Since the PyTorch implementations of Light/Dynamic conv are quite memory intensive, we have developed CUDA kernels that implement the light and dynamic convolution operator in a memory-efficient and performant manner. For large sequence lengths, these kernels save about 50% memory compared to the PyTorch equivalent. 
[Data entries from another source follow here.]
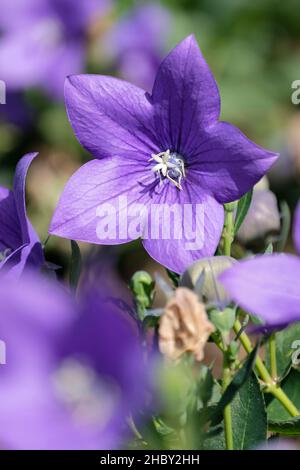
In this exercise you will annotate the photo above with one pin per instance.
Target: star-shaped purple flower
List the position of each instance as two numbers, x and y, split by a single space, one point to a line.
268 286
71 373
20 246
43 41
165 148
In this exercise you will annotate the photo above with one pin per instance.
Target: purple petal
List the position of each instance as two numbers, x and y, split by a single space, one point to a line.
266 286
297 228
110 117
10 230
37 317
28 234
27 256
185 97
200 232
100 184
68 59
228 163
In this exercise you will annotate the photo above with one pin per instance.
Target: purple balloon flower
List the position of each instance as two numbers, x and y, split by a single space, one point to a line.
20 246
70 374
268 286
167 149
136 43
43 41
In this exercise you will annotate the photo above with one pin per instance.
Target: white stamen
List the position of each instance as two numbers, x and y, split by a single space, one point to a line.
169 165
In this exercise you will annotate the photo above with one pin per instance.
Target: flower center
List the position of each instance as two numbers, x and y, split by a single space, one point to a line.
169 165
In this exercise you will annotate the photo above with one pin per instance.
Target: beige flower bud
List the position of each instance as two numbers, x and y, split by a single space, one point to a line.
184 326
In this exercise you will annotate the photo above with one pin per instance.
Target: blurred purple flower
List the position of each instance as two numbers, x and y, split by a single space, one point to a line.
195 159
137 42
43 41
20 246
268 286
16 110
279 444
297 228
73 374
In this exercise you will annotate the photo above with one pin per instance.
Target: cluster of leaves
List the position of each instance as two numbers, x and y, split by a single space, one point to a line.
192 400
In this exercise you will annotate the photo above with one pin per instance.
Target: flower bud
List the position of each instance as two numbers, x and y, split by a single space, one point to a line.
142 287
202 277
184 326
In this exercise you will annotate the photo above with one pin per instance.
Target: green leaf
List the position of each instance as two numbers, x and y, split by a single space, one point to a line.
237 382
249 420
142 286
249 416
76 263
286 344
223 320
242 209
285 226
290 427
291 386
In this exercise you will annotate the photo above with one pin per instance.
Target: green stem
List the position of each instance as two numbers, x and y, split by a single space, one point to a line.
273 360
272 387
227 409
227 235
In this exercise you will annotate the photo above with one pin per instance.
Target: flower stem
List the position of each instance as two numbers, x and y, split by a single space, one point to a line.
227 409
272 387
227 235
273 360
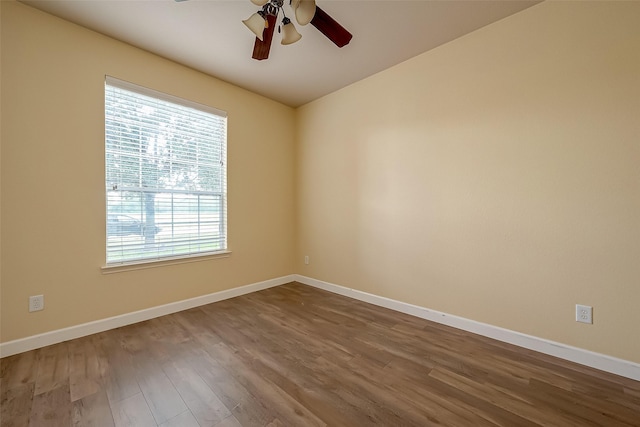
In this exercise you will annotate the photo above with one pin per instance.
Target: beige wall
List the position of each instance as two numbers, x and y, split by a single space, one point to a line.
53 198
495 178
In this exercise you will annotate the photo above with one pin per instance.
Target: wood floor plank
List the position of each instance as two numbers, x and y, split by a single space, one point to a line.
85 376
204 404
15 405
185 419
19 369
92 411
51 408
132 412
53 368
298 356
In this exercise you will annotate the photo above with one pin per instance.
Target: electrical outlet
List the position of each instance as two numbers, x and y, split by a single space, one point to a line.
584 313
36 303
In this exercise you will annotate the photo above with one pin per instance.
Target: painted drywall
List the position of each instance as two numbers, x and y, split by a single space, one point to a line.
496 178
52 175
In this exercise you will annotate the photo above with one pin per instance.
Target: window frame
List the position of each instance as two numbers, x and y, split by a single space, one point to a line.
145 260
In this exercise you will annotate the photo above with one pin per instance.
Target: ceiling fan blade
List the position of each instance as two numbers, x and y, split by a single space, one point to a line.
262 47
330 28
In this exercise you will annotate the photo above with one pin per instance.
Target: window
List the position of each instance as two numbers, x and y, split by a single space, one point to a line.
165 175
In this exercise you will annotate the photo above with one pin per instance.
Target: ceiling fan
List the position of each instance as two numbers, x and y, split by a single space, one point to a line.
263 24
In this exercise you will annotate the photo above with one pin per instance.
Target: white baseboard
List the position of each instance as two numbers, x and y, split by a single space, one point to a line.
41 340
584 357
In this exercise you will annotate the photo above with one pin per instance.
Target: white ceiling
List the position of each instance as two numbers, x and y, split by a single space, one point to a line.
209 36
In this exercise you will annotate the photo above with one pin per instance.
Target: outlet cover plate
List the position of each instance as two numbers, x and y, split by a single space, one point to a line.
36 303
584 313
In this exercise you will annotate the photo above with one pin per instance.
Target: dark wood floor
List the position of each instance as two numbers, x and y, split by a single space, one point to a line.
298 356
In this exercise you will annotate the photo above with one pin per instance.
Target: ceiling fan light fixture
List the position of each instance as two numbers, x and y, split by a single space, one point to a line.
256 24
289 33
305 10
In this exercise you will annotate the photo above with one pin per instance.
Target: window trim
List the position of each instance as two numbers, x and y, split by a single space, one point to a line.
145 263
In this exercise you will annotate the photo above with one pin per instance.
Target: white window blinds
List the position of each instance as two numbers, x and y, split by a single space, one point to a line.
165 175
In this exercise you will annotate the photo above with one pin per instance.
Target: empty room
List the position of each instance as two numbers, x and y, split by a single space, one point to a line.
319 213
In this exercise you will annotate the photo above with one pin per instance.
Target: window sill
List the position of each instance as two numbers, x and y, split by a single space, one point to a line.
143 265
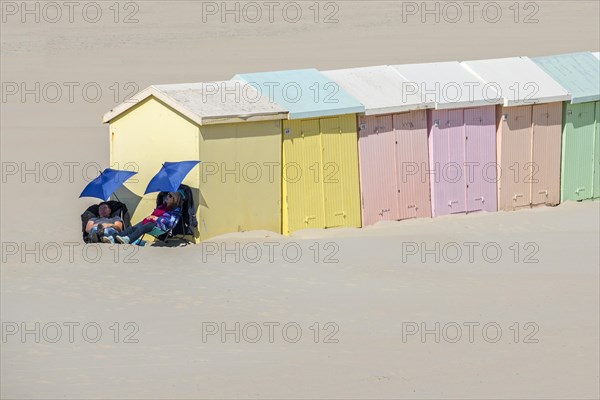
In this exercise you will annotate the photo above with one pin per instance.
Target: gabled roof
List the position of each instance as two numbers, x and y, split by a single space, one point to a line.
208 103
381 89
305 93
578 73
449 84
518 80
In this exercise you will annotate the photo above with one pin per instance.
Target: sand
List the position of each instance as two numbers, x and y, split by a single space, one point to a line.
367 289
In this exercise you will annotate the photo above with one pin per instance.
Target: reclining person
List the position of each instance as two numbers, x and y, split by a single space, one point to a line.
104 224
163 217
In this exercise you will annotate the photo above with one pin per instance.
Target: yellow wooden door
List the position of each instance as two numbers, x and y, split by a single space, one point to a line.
302 183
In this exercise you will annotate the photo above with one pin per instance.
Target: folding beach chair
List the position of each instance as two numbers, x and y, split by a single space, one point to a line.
118 209
185 222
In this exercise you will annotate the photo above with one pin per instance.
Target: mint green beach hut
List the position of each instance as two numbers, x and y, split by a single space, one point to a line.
579 74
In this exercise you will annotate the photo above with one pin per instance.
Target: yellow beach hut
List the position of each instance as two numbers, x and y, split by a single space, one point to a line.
229 127
320 177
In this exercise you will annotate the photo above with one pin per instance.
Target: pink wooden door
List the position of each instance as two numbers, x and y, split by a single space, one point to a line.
514 157
546 153
377 169
480 158
412 164
447 155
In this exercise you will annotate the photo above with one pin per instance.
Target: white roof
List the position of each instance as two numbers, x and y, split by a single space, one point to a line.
380 89
518 80
449 84
208 103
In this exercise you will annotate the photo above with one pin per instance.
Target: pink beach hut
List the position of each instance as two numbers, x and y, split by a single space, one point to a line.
529 130
462 136
392 143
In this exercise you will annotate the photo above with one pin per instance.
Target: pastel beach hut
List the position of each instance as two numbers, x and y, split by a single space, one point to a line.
529 130
231 129
462 136
320 179
392 143
579 74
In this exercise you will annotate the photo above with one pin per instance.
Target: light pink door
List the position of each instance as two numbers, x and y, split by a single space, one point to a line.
412 164
480 158
376 144
546 153
514 139
447 155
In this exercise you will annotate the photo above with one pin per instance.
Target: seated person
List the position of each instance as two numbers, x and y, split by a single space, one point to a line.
104 224
163 217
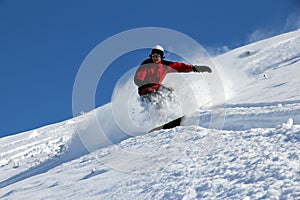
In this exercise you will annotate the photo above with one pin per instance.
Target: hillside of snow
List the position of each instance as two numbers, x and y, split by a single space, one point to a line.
255 155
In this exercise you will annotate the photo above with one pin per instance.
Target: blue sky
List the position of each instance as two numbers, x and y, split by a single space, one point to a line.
43 43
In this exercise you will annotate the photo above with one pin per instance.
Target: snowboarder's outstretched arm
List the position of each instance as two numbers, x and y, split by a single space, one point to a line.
201 68
182 67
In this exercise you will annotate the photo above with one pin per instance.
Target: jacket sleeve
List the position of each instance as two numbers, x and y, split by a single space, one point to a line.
180 67
139 76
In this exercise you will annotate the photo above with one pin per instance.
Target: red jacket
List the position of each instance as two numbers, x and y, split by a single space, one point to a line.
149 75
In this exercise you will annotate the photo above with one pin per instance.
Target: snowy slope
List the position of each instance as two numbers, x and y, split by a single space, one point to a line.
255 155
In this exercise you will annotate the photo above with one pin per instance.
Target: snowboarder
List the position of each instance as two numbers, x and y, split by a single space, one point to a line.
152 71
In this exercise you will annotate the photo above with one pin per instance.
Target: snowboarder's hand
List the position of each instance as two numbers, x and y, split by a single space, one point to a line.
202 68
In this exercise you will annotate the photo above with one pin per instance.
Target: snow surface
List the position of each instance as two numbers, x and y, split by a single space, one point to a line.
255 155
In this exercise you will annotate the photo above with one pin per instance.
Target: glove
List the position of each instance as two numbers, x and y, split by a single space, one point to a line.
197 68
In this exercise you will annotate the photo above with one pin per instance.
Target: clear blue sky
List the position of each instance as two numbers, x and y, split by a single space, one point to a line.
43 43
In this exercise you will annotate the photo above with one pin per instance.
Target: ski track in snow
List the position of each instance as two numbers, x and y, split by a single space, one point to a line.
255 156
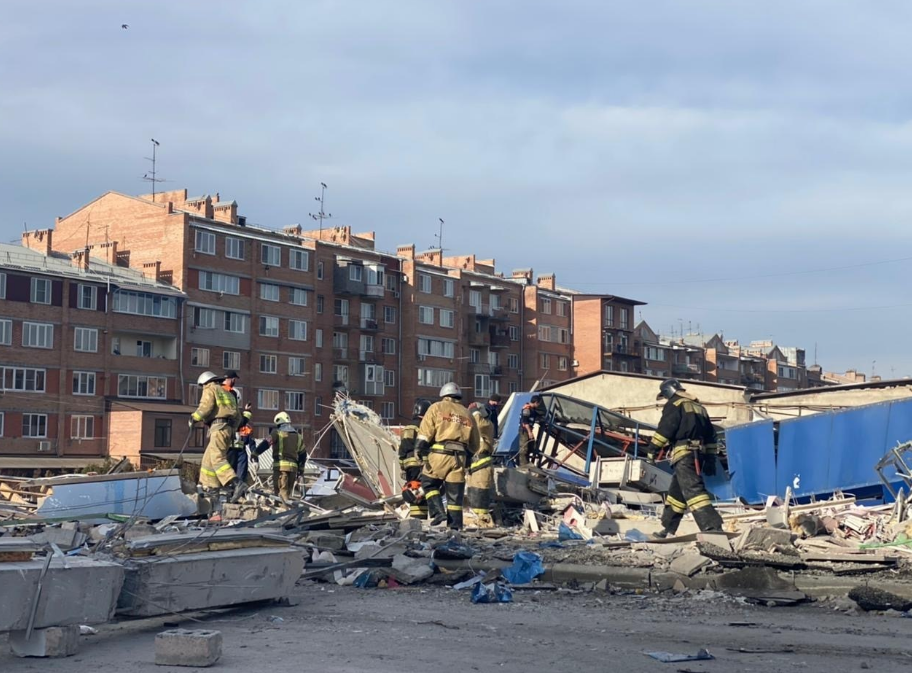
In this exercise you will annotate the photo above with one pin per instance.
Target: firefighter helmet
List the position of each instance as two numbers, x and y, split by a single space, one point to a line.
451 390
208 377
668 388
421 407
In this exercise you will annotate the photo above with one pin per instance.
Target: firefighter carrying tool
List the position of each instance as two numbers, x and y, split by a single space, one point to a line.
685 428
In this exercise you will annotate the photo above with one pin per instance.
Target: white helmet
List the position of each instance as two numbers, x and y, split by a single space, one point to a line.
208 377
451 390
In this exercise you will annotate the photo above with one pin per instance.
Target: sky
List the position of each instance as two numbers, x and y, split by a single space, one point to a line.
742 167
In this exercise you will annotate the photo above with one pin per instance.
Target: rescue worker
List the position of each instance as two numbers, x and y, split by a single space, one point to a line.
446 434
218 409
409 460
287 455
533 412
686 430
480 480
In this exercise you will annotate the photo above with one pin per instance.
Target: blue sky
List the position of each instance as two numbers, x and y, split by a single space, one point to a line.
630 147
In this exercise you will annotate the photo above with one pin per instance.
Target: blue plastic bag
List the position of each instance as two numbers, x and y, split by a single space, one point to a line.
492 593
526 567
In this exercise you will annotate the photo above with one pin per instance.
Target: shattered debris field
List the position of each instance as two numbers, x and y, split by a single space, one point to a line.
345 629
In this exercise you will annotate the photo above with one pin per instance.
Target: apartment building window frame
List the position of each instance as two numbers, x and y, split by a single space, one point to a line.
37 335
268 328
82 427
231 360
84 383
34 426
204 242
40 291
269 364
86 297
270 292
270 255
299 260
234 248
268 399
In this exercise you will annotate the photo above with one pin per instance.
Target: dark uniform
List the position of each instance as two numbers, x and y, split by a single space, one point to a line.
686 431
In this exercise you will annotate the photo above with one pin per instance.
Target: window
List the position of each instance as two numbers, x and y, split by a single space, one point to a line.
219 282
296 366
87 297
436 348
205 242
231 360
83 383
129 385
424 283
269 292
297 330
268 364
234 249
299 259
203 318
37 335
236 322
34 425
142 303
85 340
294 401
298 296
24 379
271 255
163 432
268 399
82 427
199 357
269 326
41 291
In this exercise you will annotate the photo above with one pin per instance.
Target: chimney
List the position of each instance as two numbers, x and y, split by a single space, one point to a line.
38 240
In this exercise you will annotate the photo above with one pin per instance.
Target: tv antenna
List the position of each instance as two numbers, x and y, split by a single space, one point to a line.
322 215
153 176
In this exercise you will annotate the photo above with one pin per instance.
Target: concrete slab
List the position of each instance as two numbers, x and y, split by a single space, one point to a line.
161 584
83 591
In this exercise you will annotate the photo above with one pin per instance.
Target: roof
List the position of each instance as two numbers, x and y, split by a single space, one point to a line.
60 264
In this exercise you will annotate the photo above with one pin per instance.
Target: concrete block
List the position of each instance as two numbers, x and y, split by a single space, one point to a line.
689 564
159 585
82 592
183 647
54 641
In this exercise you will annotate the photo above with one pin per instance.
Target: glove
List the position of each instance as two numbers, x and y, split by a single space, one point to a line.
709 466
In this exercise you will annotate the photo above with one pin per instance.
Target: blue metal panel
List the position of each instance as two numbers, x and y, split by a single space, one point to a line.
751 462
802 460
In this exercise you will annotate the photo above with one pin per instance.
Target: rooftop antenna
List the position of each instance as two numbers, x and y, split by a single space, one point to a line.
322 215
152 178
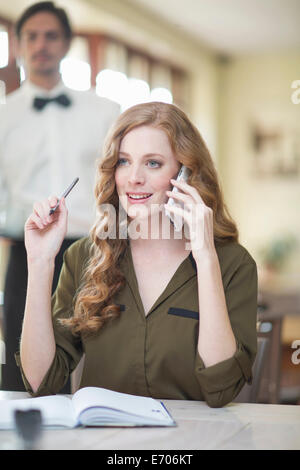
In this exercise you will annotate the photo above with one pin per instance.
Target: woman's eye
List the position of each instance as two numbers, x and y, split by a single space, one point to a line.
154 164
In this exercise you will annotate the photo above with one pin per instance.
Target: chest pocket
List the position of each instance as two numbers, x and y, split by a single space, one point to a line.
182 312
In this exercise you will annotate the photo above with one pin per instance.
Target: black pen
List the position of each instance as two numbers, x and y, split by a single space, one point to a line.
64 194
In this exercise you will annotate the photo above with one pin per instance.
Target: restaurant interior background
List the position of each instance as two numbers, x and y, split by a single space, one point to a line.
234 67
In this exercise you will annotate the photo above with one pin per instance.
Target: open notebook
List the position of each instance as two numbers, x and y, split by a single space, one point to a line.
90 406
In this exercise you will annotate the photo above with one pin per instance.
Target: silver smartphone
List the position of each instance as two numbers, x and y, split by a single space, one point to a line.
177 221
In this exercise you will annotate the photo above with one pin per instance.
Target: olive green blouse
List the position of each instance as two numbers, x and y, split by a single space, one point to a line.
156 355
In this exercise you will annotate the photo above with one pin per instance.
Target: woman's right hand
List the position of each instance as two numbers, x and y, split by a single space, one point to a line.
44 233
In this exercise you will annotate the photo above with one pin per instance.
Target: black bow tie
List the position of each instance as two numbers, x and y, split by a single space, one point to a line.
40 103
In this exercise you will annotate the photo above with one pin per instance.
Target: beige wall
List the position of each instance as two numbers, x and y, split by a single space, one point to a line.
251 88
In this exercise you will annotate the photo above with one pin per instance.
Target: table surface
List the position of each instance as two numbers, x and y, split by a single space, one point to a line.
235 426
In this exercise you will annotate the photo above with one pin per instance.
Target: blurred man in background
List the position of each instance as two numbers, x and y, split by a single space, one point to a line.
49 135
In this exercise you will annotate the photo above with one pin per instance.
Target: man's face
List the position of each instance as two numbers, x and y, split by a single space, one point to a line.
42 44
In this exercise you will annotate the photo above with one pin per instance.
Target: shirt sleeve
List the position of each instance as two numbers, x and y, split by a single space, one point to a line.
68 347
222 382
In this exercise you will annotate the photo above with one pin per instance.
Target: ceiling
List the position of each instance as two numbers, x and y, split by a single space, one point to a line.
234 26
228 27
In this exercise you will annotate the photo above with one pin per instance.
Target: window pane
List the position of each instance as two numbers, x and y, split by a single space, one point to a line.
161 94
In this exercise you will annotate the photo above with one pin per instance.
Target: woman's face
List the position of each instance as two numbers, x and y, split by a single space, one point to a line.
145 166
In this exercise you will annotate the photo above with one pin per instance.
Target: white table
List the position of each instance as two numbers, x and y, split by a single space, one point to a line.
236 426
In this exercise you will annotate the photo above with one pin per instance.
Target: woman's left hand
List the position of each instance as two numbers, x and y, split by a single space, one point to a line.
198 216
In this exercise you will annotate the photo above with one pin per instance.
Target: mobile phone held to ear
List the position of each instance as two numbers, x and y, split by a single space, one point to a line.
177 221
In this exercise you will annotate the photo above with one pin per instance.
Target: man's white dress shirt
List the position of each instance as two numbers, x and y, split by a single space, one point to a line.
41 152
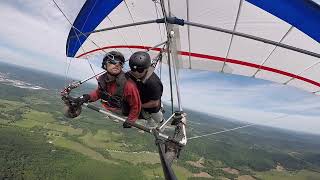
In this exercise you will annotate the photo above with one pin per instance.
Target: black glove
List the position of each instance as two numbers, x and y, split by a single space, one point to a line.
80 100
126 124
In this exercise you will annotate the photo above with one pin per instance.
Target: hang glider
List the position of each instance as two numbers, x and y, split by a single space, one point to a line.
276 41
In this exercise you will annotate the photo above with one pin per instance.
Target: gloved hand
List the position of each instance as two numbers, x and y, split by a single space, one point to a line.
126 124
80 100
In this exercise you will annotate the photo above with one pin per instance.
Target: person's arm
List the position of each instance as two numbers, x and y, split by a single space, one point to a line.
132 97
94 95
151 104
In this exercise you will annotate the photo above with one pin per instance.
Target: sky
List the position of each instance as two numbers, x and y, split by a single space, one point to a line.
33 34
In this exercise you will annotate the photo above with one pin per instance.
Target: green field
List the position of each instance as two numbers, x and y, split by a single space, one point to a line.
38 142
285 175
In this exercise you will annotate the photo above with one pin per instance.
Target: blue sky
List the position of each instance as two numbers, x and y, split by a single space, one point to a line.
33 34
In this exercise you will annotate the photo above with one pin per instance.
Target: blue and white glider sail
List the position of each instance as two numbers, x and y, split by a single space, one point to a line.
292 22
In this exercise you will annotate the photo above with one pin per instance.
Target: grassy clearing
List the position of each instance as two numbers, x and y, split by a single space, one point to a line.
65 143
180 172
102 139
39 116
286 175
45 120
34 100
10 105
135 158
67 129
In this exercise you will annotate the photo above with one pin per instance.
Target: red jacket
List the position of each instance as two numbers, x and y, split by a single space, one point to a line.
130 94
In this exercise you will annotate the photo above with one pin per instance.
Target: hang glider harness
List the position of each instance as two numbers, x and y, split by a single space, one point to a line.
169 147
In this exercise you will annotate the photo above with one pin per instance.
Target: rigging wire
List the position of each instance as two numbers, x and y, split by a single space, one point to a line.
236 128
133 21
122 36
306 69
168 51
188 29
158 15
232 35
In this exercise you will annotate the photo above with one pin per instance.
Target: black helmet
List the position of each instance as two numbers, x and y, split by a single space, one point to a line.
112 55
139 60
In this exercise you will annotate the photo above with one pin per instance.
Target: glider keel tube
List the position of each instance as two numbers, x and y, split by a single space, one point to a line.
138 126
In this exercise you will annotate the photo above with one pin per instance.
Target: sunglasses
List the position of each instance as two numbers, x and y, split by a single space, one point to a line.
115 61
138 70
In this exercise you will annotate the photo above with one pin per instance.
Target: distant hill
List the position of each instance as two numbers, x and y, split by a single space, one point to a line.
33 118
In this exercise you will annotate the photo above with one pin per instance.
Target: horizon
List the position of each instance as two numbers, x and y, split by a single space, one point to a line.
216 116
42 47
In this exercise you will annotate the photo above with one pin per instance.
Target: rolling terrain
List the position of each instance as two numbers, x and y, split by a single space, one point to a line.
38 142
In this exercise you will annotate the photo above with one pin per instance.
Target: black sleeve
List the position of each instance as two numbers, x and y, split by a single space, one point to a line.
155 88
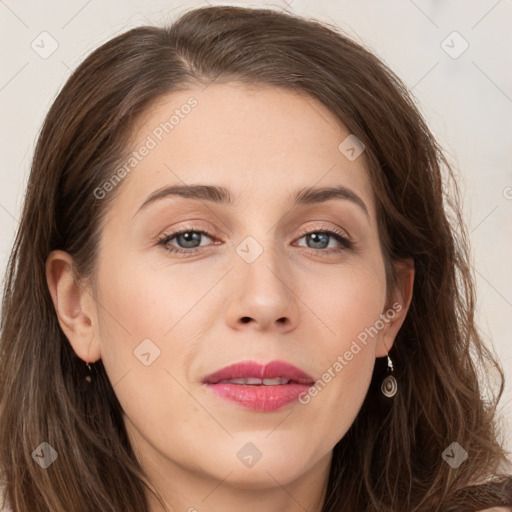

To install the kernels, use the commands below. Once installed, they will automatically be used in place of the PyTorch implementations whenever a light or dynamic convolution is used.

```sh
# to install lightconv
cd fairseq/modules/lightconv_layer
python cuda_function_gen.py
python setup.py install

# to install dynamicconv
cd fairseq/modules/dynamicconv_layer
python cuda_function_gen.py
python setup.py install
```

### Preprocessing the training datasets

Please follow the instructions in [`examples/translation/README.md`](../translation/README.md) to preprocess the data.

### Training and evaluation options:
To use the model without GLU, please set `--encoder-glu 0 --decoder-glu 0`.
For LightConv, please use `--encoder-conv-type lightweight --decoder-conv-type lightweight`, otherwise the default is DynamicConv.
For best BLEU results, lenpen may need to be manually tuned.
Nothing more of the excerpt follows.